Video of a man clinging to two separate semi trucks in Georgia has been circulating the internet this week, and may even inspire some new pre-check protocol to prevent creative hitchhikers like this in the future. 

The footage of the brave hitchhiker dangling from a semi truck mirror and even smoking a cigarette was captured late last week in and around Atlanta, Georgia, and officials say they have never seen anything like it. 

“It’s something I haven’t seen before and it’s obviously very dangerous,” said Georgia State Patrol Officer Ltn. Riley to CBS 46 News.

The video has gained the attention of Georgia Trucking Associations across the state, taking industry leaders by surprise and even prompting them to consider changes to pre-trip inspection and safety protocol to avoid future incidents like this. 

”I’ve actually never seen anything like this before, just when you think that people have found the most idiotic things to do someone comes up with, something brand new,” President & CEO Georgia Motor Trucking Association Ed Crowell said.

“I showed the video around the office here asking if anyone has ever seen anything like it and no one could think of anything quite like that at all,” said Norita Taylor of the Owner Operator Independent Drivers Association.

While the incident may seem silly, industry leaders worry the now-viral video could give other people ideas and cost them their lives. 

“That person can be just a split second away from being dead,” Crowell continued.

“If they have to make a quick evasive maneuver to avoid an accident, they could throw the person off the truck, they have to slam on brakes or they could lose their grip on the vehicle in traffic,” Ltn. Riley added.

“Hopefully people will not look at that as an example of something they should imitate,” Norita Taylor said.

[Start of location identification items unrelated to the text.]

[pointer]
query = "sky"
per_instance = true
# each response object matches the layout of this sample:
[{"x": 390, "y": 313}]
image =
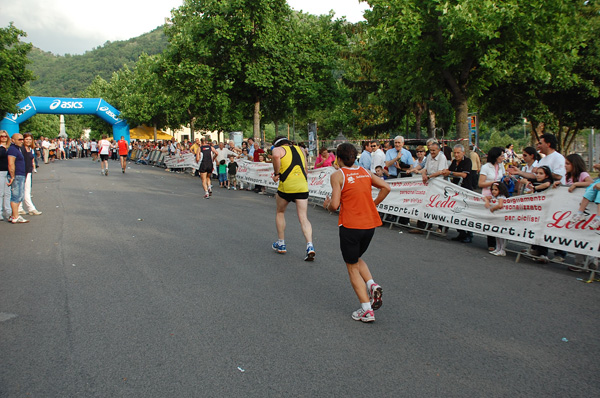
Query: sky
[{"x": 77, "y": 26}]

The Georgia Truckers Association says that they will have to come up with some new rules across the state of Georgia if the dangerous hitchhiking trend continues. “We’ll have to develop some additional protocols for trucking companies and truck drivers, to help put a stop to it.”

The Georgia State Patrol has a similar stance, pointing out that the driver and the hitch-hiker can be ticketed for such a situation, including reckless driving, and interfering with traffic.

“I just shook my head… The things I see go on in Atlanta does not surprise me,” said a woman who witnessed the incident.